Besides Tarot and online chats, the playwright lists dozens of other sources for his text and lyrics – books like The Hitchhiker’s Guide to the Galaxy, Leaves of Grass, and Kill All the Normies; plays such as A Chorus Line and Company; films from Altered States to Blade Runner to The Matrix as well as podcasts, online games, and experimental musical compositions. That eclectic compilation perhaps explains how a strange, seemingly unrelated song like “Little God” becomes the evening’s major production number with neurochemist and declared “devout atheist” Marvin (J.D. Mollison) singing of an encounter with a little girl dressed as a mermaid who claims to be God. He recounts the set of miracles she performs, including turning a coffee maker into a pterodactyl. Even with the incredible staging directed by Annie Tippe and with lighting effects extraordinaire by Christopher Bowser, the number seems out of place and weird enough to cause loss of focus of the overall intent of the evening.
The dark, maddening sides of the Internet particularly expose themselves in two of the more beautifully intricate and yet disturbing full-ensemble numbers.
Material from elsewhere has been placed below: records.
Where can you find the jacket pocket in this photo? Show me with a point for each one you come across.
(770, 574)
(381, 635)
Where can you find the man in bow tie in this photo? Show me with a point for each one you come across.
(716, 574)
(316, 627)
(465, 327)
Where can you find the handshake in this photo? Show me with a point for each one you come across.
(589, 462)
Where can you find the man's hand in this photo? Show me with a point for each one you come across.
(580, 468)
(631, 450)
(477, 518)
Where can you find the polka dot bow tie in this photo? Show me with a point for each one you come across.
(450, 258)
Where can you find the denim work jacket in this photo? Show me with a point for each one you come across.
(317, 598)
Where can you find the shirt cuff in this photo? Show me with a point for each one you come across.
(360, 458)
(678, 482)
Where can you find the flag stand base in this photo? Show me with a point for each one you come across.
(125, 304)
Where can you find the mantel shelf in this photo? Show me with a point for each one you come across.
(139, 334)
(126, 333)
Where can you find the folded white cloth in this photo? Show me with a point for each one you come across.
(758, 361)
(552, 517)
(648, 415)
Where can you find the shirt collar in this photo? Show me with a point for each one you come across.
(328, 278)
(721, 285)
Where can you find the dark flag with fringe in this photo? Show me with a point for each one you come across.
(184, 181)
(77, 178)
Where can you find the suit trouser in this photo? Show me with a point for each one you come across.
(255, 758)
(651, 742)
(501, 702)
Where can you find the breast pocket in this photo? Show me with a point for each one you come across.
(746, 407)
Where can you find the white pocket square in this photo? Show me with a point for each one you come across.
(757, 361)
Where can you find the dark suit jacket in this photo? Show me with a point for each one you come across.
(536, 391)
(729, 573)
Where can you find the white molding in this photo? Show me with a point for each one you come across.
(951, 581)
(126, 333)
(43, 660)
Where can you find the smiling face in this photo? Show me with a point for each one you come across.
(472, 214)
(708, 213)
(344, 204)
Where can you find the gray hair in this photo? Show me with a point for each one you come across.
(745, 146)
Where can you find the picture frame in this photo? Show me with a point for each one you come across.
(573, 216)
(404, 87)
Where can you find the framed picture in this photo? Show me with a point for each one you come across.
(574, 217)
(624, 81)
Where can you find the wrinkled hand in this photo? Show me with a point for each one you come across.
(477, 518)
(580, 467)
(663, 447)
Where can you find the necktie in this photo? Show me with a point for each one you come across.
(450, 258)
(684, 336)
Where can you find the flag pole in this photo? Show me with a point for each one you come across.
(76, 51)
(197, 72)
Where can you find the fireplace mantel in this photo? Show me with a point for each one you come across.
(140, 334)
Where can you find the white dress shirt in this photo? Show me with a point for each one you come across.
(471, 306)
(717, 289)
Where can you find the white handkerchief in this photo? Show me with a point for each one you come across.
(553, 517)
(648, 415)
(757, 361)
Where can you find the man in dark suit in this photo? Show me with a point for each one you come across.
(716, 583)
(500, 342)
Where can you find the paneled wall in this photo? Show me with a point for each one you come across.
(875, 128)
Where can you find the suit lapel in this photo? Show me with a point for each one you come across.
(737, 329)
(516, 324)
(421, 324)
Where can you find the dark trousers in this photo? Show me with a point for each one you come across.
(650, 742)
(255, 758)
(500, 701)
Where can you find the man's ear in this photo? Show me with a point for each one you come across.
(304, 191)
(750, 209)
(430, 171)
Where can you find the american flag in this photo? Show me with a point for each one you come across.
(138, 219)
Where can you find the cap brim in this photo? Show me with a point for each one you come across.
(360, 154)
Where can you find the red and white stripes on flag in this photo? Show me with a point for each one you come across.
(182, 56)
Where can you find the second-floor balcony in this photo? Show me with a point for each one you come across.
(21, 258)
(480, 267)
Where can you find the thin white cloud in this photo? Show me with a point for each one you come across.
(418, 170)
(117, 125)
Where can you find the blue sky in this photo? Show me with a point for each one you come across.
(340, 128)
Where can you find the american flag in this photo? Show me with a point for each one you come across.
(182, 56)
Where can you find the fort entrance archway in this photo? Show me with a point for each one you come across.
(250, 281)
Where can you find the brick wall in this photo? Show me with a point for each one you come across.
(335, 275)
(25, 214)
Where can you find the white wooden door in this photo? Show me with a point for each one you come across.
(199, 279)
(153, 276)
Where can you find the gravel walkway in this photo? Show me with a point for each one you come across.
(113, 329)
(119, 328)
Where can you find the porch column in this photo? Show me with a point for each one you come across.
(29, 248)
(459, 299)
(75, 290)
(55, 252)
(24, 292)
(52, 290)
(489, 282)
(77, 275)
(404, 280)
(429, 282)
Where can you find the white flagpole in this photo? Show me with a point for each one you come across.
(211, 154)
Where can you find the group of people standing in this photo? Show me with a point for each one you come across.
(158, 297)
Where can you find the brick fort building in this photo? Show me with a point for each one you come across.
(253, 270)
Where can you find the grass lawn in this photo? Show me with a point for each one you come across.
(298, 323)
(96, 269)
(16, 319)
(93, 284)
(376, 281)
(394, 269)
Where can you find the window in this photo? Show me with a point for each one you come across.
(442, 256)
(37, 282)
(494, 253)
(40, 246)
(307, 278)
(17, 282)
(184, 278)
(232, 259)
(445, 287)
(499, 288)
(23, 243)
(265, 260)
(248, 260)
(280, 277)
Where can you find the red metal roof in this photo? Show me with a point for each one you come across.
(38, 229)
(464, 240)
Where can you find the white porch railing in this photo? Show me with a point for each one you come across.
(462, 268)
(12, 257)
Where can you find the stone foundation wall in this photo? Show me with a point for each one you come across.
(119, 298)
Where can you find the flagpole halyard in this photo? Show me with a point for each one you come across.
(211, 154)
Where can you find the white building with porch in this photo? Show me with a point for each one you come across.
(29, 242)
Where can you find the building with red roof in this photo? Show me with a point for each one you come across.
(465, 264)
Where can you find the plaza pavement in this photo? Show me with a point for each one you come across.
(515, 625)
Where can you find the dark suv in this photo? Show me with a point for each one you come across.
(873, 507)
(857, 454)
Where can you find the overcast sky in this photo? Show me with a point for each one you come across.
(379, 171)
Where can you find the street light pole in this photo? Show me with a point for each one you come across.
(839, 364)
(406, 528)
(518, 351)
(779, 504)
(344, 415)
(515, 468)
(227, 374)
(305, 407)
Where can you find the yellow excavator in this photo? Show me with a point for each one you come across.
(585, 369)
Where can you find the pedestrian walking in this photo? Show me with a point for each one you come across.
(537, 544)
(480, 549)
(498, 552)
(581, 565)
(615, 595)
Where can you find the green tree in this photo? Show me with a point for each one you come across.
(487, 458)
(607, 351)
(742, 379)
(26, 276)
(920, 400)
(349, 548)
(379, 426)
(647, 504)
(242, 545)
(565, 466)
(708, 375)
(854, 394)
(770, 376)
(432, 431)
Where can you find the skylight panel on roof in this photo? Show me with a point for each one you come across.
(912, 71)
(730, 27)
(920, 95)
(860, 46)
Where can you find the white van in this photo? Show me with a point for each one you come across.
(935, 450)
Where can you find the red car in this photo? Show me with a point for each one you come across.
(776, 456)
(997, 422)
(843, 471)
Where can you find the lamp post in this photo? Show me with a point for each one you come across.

In “Fugue State,” countering melodies; interruptions of “oh no, no, no” duets; and incessant singing of the multiplied powers of “two” are only a few of the stanzas prior to the full ensemble singing in full voice a long list of “I am obsessed with my …” (email, status, updates, etc.) ending with “I am obsessed with my self” and “my monster.” A hymn entitled “Monster” is anchored by the deep, guttural grunts of the men while the women sing of the “monster lurking on the surface of your mind all the time.” The song grows ever harsher with voices reaching into realms of high screeches, ending with the full ensemble repeating in swells of sung phrases, “We are in trouble … trouble, trouble, trouble.”
And although in the end we return to the scene of a forest with closely harmonized voices lifting in hopeful optimism of meeting in a field in the “beyond,” David Malloy’s Octet is mostly a Cassandra of all the bad that is here and is soon coming via our collective obsession with the Internet without there being any avenues suggested for resolve or change. The message seems to be we are in fact all addicted and – perhaps like alcoholics – we will always be so as long as we indulge, which seems inevitable and unavoidable. Octet tries to be a self-help group for us all; but not much aid is provided. It wants us to come away more aware, but it does little to help us deal with or know what to do with that awareness.
But that said, Octet is musically a wow of an evening, with the Berkeley Repertory/Signature Theatre singers casting a spell over us with voices that in stunning solo and in collective blend are nothing short than universally spectacular.
Rating: 4 E
Octet continues through May 29, 2022 in co-production by Berkeley Repertory Theatre and Signature Theatre on the stage of Peet’s Theatre at Berkeley Rep, 2025 Addison Street, Berkeley. Tickets are available online at www.berkeleyrep.org/ or be calling the box office at 510-647-2949 Tuesday – Sunday, noon – 7 p.m.